Un autre résultat du dialogue social d'urgence - qui n'est pas non plus inconnu du droit du travail européen - est l'opportunité qui en résulte pour des accords décentralisés, dans des entreprises prêtes à reprendre leurs activités. C'est une façon de préciser, au sein de l’entreprise, la façon d'appliquer les exigences de santé et de sécurité au travail, en les harmonisant avec les obligations des employeurs d'évaluer l’ensemble des risques et de prendre toutes les précautions nécessaires. La difficulté tient au fait que la pandémie de Covid-19 est considérée comme un "risque biologique générique", donc potentiellement sans rapport avec les processus de production et l'organisation du travail spécifiques des entreprises. 

Il est nécessaire d’aller plus loin dans l’analyse. En réponse à la pandémie, les partenaires sociaux ont la charge d'assurer un intérêt public généralisé. Les accords décentralisés font référence à la responsabilité que chaque individu porte, dans le respect des lignes directrices nationales convenues dans le protocole. Une obligation - à la fois éthique et juridique - est inscrite dans une convention collective, alors que la nature prétendument "générique" du risque devrait exempter les employeurs d'obligations spécifiques.
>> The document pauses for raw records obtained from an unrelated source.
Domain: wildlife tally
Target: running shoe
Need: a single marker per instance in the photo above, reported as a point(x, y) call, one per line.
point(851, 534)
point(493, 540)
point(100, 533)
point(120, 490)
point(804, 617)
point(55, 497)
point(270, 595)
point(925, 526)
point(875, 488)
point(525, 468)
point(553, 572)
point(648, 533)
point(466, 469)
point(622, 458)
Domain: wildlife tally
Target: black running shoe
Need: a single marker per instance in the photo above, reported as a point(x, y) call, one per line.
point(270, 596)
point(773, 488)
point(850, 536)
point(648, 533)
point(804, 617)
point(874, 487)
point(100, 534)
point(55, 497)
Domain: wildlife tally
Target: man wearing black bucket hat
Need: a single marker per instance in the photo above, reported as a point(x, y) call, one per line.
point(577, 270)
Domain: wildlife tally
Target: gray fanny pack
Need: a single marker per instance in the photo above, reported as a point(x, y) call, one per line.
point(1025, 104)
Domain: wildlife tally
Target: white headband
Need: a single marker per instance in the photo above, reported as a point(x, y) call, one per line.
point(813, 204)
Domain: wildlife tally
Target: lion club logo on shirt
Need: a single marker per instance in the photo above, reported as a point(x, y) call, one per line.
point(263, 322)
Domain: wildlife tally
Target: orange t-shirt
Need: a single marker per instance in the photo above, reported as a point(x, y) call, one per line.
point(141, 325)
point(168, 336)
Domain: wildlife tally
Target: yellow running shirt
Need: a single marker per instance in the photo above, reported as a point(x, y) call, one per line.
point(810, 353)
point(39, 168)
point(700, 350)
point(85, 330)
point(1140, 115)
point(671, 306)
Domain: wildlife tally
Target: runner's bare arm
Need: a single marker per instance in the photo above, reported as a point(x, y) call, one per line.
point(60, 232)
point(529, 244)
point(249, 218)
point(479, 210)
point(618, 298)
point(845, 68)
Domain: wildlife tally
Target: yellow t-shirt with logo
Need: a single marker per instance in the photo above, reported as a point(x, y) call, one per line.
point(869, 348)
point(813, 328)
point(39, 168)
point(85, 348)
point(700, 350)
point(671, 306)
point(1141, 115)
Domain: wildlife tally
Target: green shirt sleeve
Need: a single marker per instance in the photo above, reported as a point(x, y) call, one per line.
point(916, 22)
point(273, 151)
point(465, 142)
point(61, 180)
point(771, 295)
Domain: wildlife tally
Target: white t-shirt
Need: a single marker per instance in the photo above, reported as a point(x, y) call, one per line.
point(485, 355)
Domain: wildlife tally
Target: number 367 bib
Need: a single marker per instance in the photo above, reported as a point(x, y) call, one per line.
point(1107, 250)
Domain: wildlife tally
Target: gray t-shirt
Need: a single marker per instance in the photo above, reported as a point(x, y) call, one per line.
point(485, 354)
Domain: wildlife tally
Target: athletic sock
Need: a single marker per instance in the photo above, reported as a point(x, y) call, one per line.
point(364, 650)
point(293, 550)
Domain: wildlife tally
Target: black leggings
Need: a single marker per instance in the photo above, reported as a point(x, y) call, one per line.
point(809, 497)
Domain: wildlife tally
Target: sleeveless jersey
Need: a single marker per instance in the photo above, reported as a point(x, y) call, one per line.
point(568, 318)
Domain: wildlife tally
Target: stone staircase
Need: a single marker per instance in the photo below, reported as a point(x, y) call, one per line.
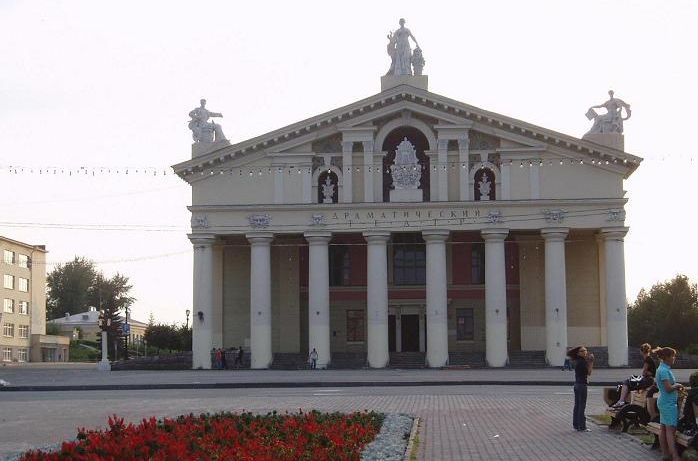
point(527, 359)
point(289, 361)
point(407, 359)
point(466, 359)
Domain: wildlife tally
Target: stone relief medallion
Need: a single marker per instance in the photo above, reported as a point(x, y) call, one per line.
point(554, 216)
point(406, 171)
point(259, 221)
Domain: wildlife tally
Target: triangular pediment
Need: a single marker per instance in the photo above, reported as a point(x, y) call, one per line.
point(324, 132)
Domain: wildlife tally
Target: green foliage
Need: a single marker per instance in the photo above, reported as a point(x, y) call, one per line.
point(68, 287)
point(168, 337)
point(667, 315)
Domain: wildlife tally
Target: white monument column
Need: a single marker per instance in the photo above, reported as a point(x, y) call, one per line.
point(202, 321)
point(437, 302)
point(347, 166)
point(616, 304)
point(555, 296)
point(495, 297)
point(464, 159)
point(368, 171)
point(377, 298)
point(319, 295)
point(442, 173)
point(260, 299)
Les mesures à adopter uniformément dans tout le pays sont transposées dans un cadre national consensuel ; des accords décentralisés adaptent les lignes directrices nationales à des lieux de travail spécifiques et à des processus de production définis. 
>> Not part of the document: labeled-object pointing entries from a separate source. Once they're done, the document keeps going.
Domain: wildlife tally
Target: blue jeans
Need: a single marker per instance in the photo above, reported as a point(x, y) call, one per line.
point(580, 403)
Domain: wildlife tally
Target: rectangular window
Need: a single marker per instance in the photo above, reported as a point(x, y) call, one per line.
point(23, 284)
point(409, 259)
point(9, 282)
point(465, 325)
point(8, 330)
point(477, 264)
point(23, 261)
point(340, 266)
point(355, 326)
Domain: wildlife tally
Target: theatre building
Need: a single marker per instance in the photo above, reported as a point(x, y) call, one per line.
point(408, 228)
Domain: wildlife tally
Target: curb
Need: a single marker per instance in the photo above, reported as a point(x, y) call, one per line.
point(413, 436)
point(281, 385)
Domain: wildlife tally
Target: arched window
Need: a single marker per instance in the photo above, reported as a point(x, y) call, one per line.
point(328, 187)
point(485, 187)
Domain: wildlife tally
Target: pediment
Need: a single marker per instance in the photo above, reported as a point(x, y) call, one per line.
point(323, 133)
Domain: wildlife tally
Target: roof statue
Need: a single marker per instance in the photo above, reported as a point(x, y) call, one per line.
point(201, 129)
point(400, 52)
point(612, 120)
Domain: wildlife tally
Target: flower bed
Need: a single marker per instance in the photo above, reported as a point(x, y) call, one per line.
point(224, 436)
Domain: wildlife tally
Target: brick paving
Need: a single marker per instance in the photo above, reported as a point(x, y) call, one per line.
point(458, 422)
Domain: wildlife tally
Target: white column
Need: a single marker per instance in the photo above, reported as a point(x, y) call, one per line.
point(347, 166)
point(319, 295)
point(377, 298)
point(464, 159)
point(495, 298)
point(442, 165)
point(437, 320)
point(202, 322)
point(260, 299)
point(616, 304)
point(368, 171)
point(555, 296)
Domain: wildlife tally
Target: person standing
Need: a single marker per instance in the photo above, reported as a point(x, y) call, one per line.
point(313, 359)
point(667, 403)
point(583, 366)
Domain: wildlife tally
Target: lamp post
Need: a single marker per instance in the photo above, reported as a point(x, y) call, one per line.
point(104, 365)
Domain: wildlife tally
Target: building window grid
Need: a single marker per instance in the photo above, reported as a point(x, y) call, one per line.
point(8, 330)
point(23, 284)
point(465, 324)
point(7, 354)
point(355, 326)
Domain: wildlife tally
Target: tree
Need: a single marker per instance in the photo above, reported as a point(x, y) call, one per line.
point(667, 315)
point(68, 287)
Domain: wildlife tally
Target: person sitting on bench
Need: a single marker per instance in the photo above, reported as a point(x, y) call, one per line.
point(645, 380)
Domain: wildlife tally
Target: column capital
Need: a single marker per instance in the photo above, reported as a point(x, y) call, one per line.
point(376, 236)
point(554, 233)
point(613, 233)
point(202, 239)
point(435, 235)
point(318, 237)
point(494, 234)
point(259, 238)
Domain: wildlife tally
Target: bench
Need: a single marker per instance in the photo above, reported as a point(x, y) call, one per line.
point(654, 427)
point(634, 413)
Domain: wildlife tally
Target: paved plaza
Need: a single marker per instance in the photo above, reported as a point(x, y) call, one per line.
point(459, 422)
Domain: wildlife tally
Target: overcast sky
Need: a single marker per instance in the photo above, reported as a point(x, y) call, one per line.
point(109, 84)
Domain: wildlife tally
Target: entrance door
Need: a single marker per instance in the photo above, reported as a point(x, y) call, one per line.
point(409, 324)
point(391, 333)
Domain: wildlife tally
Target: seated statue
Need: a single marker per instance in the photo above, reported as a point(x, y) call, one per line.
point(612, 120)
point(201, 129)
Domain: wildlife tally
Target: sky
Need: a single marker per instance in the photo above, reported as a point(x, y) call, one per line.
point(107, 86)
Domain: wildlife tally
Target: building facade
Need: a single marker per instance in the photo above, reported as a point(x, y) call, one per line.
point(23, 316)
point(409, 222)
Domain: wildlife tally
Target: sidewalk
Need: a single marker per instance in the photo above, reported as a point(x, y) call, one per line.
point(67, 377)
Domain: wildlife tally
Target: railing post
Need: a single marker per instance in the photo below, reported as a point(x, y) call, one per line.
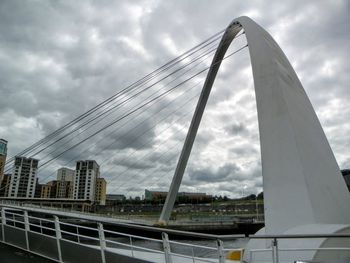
point(274, 244)
point(166, 247)
point(221, 253)
point(3, 223)
point(26, 227)
point(101, 235)
point(58, 237)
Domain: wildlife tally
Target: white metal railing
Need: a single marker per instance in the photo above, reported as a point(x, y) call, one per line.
point(106, 239)
point(117, 242)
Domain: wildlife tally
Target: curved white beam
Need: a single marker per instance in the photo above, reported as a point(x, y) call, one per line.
point(301, 179)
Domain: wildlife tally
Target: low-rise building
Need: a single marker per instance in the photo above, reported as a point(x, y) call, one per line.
point(23, 178)
point(65, 180)
point(5, 185)
point(100, 195)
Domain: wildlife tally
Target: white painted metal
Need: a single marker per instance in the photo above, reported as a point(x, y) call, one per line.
point(3, 223)
point(166, 247)
point(102, 238)
point(26, 227)
point(221, 254)
point(301, 178)
point(58, 237)
point(305, 244)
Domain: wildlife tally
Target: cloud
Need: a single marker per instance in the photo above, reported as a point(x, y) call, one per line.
point(59, 59)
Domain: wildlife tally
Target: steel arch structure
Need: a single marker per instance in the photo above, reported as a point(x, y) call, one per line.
point(301, 179)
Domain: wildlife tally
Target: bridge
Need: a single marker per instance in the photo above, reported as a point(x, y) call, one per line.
point(298, 167)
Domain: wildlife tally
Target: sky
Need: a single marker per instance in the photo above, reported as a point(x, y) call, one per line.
point(58, 59)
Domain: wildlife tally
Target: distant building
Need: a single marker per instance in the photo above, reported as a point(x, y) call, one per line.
point(115, 197)
point(23, 179)
point(181, 197)
point(3, 153)
point(346, 175)
point(49, 190)
point(65, 181)
point(5, 185)
point(101, 187)
point(155, 195)
point(86, 174)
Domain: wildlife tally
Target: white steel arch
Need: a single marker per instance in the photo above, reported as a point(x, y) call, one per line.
point(301, 179)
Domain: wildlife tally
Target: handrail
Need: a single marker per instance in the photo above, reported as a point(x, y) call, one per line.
point(289, 236)
point(137, 226)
Il y a beaucoup à réfléchir, notamment en ce qui concerne la fonction contraignante de ces textes, assortie d'un système de sanctions qui reste à préciser.

En outre, la législation d'urgence italienne fait référence aux conventions collectives afin d'évaluer que les entreprises bénéficiant d'un soutien économique ne mettent pas en place des réductions d'emploi. Ce thème est également récurrent dans le droit du travail comparé et a retenu une forte attention lors de la précédente crise économique, plaidant pour la responsabilité des négociateurs sur chaque site, chaque fois qu'un équilibre doit être établi entre les libertés économiques et les droits du travail.
Le droit du travail a, au fil des années, prouvé son "autonomie" en s'appuyant sur sa propre logique interne, qui repose sur une multiplicité de sources et sur les sanctions qui y sont liées. Il est temps de renouveler et d'étendre cette logique, en laissant de côté l'égoïsme et en encourageant la solidarité, en gardant à l'esprit que la législation d'urgence est temporaire et ne doit pas attaquer les fondements constitutionnels des systèmes juridiques.